Without monitoring, this would have eventually caused OOM. With monitoring, I detected and fixed the leak early.
Example 2: Performance Regression
After a deployment, latency metrics showed:
P99 latency:
Before: 2.0μs
After: 3.5μs (+75%!)
Immediate rollback and investigation revealed a bad optimization. Without metrics, users would have complained (maybe).
Example 3: Capacity Planning
Traffic metrics showed growth trend:
Packets per second:
Jan: 2.1M
Feb: 2.3M (+9%)
Mar: 2.5M (+9%)
Projected: 3.2M by June
This data justified hardware capacity planning six months in advance.
Best Practices
From two years of building observability:
1. Instrument from Day One
Don’t add observability after the fact. Build it in from the start.
2. Make Metrics Cheap
If metrics add >1% overhead, you’ll disable them in production. Keep them lightweight.
3. Sample Aggressively
You don’t need every log line. Sample debug logs, full traces, and verbose events.

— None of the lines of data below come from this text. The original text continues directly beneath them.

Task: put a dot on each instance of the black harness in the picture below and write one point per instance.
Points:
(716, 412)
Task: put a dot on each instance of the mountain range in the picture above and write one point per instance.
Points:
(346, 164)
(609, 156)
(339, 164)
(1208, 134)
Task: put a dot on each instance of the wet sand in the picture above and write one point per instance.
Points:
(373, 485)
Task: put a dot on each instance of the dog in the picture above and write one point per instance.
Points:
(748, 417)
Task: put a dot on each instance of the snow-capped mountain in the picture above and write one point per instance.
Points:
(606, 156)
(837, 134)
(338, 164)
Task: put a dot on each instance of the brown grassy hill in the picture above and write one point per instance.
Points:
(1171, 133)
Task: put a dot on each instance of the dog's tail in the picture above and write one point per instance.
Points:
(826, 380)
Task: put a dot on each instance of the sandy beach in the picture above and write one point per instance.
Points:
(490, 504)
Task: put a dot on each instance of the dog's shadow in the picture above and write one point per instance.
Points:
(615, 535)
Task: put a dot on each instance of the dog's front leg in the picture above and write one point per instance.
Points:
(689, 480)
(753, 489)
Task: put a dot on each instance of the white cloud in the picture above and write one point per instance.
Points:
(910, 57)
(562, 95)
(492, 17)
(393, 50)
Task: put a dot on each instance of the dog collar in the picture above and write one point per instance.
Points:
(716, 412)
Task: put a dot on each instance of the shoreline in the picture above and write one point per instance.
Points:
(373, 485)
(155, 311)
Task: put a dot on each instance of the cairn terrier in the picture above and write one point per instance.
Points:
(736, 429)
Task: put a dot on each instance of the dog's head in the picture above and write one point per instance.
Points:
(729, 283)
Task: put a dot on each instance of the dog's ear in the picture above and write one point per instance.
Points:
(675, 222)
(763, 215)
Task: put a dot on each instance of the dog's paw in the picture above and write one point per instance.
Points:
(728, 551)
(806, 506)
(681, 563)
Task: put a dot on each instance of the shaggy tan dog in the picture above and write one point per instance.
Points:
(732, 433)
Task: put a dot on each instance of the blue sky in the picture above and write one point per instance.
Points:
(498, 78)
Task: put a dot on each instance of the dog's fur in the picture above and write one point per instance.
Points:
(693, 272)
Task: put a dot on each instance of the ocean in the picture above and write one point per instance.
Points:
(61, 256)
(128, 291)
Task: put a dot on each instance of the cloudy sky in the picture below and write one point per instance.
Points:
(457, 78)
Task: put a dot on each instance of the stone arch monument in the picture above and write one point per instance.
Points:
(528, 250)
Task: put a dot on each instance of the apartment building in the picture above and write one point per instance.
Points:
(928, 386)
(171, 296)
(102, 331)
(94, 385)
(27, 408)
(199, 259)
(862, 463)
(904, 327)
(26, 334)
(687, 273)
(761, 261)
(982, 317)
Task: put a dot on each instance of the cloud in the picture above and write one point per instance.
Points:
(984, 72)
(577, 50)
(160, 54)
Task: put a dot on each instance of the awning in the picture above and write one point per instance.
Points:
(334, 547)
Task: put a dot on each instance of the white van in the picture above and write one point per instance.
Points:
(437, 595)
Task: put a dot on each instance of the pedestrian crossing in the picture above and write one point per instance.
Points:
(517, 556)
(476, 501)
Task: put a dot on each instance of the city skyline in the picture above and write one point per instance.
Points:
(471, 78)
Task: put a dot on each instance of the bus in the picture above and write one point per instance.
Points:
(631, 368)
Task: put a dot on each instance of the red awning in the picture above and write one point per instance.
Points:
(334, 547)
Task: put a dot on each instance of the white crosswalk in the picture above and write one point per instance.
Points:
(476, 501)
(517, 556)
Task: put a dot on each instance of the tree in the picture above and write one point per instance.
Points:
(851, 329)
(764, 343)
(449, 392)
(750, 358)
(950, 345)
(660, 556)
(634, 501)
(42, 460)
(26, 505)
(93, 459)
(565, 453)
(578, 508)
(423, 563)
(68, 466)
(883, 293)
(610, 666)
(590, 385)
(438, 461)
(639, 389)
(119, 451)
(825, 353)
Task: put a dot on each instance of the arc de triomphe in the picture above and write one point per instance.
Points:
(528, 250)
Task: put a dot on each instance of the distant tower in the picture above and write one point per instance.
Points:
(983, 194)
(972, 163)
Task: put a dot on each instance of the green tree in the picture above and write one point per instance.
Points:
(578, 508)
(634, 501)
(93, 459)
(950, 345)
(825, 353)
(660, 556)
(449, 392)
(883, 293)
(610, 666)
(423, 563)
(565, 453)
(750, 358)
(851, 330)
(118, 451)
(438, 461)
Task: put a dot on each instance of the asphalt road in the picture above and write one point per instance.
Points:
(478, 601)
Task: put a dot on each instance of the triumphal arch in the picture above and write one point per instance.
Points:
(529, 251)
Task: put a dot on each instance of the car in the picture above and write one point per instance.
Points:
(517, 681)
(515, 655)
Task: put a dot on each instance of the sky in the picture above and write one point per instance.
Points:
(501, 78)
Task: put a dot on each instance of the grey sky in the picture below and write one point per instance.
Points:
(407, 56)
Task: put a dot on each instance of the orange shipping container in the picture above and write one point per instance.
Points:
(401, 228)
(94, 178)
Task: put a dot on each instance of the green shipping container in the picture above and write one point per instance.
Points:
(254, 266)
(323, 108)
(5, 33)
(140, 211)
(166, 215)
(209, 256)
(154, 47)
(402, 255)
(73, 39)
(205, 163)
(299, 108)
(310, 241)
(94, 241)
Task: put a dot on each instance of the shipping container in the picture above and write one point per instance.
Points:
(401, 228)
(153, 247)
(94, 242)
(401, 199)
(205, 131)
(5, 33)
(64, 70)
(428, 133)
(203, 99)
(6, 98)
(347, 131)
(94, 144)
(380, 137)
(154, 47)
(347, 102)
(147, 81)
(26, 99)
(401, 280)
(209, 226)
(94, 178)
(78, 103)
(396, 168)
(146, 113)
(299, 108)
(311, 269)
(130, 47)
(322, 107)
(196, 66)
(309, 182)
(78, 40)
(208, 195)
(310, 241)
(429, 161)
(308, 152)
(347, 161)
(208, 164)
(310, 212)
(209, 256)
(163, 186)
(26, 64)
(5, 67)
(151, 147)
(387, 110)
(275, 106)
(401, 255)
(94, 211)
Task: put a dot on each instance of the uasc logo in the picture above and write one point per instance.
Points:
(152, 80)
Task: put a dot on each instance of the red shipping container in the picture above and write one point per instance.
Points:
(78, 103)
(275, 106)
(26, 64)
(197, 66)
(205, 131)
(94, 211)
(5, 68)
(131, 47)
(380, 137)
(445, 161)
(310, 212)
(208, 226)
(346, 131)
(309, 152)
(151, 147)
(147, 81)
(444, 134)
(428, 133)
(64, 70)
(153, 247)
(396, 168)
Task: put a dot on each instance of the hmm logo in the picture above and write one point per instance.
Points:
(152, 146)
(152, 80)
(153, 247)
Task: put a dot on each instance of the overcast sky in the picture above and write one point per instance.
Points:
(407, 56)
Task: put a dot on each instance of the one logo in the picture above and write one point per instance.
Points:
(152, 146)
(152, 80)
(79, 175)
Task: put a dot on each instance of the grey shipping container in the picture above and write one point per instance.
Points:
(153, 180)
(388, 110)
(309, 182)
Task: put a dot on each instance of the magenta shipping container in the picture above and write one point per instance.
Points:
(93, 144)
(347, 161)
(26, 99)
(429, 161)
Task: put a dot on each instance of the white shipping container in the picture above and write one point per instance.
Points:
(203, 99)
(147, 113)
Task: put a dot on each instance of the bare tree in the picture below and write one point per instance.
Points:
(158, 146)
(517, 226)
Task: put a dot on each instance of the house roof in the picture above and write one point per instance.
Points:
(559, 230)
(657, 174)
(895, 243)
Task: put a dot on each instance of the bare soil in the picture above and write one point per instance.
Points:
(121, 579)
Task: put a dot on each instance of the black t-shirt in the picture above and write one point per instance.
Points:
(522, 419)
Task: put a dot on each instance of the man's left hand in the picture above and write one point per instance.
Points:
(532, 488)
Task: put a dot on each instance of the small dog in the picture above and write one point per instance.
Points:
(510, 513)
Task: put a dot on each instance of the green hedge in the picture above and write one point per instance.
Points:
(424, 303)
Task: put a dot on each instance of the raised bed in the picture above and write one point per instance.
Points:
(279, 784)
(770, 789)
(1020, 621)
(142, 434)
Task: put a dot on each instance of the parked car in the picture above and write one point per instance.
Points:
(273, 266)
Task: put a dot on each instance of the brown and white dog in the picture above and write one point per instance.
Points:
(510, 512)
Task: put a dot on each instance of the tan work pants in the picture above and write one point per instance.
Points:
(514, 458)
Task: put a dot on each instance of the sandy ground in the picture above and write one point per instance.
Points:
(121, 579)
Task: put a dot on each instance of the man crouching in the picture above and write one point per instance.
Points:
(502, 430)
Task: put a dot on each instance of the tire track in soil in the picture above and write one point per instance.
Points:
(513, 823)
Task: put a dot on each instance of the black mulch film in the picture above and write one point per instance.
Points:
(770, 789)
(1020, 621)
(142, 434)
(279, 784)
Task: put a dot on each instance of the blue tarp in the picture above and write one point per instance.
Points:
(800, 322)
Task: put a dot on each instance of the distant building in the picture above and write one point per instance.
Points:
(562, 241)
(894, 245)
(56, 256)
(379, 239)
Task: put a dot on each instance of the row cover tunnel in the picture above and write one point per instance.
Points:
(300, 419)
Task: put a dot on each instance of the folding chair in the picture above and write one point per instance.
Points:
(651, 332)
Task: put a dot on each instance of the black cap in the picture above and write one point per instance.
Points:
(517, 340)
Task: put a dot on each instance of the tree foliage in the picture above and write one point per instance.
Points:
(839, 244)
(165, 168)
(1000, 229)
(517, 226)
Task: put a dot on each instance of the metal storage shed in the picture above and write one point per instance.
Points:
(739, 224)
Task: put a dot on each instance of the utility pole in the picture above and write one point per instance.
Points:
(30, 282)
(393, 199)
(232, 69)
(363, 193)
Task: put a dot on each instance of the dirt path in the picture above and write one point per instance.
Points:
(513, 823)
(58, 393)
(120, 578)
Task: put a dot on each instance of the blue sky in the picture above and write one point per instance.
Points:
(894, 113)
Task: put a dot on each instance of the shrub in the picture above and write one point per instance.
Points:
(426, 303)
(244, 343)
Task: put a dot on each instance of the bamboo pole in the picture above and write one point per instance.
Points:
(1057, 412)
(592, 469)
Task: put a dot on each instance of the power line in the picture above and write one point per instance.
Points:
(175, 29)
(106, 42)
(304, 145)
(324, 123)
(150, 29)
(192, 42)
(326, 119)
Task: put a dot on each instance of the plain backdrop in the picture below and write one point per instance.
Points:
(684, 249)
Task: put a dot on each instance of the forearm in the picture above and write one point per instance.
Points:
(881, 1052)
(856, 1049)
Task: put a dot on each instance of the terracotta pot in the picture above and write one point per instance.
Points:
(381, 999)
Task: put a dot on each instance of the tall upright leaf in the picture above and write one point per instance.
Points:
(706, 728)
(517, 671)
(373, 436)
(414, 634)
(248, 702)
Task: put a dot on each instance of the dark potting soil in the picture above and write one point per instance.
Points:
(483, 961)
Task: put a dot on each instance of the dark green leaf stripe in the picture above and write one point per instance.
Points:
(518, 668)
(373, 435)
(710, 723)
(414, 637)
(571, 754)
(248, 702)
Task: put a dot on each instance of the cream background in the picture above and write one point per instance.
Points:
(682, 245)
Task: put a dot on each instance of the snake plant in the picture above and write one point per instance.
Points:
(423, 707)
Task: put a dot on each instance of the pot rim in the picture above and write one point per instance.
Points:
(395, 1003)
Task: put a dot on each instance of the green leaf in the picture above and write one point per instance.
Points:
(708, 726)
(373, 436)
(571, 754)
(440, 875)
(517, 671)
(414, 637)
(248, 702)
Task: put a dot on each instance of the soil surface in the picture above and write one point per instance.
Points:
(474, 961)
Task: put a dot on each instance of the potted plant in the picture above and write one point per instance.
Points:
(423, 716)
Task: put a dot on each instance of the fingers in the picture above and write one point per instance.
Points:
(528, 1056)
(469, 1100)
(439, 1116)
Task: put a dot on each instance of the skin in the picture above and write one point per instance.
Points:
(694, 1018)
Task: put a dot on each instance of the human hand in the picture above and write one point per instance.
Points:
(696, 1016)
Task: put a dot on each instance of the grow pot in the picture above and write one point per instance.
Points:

4. Store Metrics, Not Logs
Metrics compress better and query faster than logs. Use logs for context, metrics for trends.
5. Alert on Symptoms, Not Causes
Alert when users are impacted (high latency, errors), not on proxies (CPU usage).
6. Reduce Alert Fatigue
False positives destroy trust. Tune thresholds carefully and use alert escalation.
Conclusion
Observability is not optional for production systems. You cannot fix what you cannot see. The investment in comprehensive monitoring pays for itself the first time you debug a production issue in minutes instead of days.
The three pillars work together:
- Metrics tell you what is wrong
- Logs tell you why it’s wrong
- Traces tell you where it’s wrong
Build all three into your systems from the beginning. Your future self will thank you.
In FC-Redirect, observability has:
- Reduced mean time to detection from hours to seconds
- Reduced mean time to resolution from days to minutes
- Enabled proactive capacity planning
- Prevented outages through early warning
Observability is not a feature. It’s a requirement.